Bringing together this diverse multitude of voices, the curator’s note asked whether, in our modern, hyperconnected, talkative world, anyone was still actually listening. Like all good art should do, it certainly got me thinking (and perhaps doing a bit less talking).

*

Perhaps the incessant chatter of the world had got to me. A couple of days later, after a blissful Christmas in the middle of Kerala’s backwaters, drifting noiselessly along glassy lakes in the ethereal morning sun, I found myself pulling up in a tuktuk outside a yoga and meditation retreat in Varkala.

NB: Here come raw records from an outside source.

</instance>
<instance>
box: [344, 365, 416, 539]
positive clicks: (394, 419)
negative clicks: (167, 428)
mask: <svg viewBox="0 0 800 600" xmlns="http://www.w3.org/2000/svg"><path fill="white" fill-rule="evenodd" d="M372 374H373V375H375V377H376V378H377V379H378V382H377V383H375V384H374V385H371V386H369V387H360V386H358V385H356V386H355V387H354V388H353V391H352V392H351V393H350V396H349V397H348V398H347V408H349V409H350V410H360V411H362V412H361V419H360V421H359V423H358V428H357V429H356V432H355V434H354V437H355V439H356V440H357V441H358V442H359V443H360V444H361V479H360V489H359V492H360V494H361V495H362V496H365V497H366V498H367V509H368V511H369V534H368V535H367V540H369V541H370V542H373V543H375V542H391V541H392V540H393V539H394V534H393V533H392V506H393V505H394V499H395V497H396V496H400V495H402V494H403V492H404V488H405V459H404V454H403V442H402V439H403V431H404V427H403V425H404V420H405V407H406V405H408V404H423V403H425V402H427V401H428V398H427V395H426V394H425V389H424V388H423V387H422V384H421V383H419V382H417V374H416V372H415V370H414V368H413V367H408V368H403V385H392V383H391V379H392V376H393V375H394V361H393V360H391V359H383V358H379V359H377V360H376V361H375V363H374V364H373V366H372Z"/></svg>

There, perched along the cliffs of the Indian Ocean, I spent three days, if not in silence, then certainly in a more verbally hushed place then I had been for a while. Still, tropical mornings were spent meditating in the cool, lush verdant gardens, listening to coconuts drop to the ground, opening my eyes rebelliously to watch the azure kingfishers perched in the trees.



During those couple of days, I didn’t learn to touch my toes behind my head. What I did learn was to how to pay more attention to my body and mind, and how to take life a little slower. To listen more. To be present. And for that I am grateful.

*
After a 30 hour, 1,500km train journey across four states, I arrived back where I had started, in Mumbai, and was immediately embraced by its fierce energy.


I spent my final days in India exploring this furious, beautiful, chaotic megacity, watching cricketers practice on the sprawling maidens and cycling through dawn streets. I found a good thali place and went there everyday, always stopping for a sitaphal fruit and chai on the way home. I turned 28 and felt blessed to be seeing in a new year in another corner of this beautiful planet.




*

I loved India. Even in those rare half hours when I didn’t. When I was hot, lost, tired or confused. Those moments were always healed by a friendly face and a warm smile, or an offer of a shared cone of roasted chickpeas on the bus.

As a traveller, India is wonderfully disarming in its demand to focus on the present. Tomorrow is another day. So be in the moment, talk less, listen and feel more.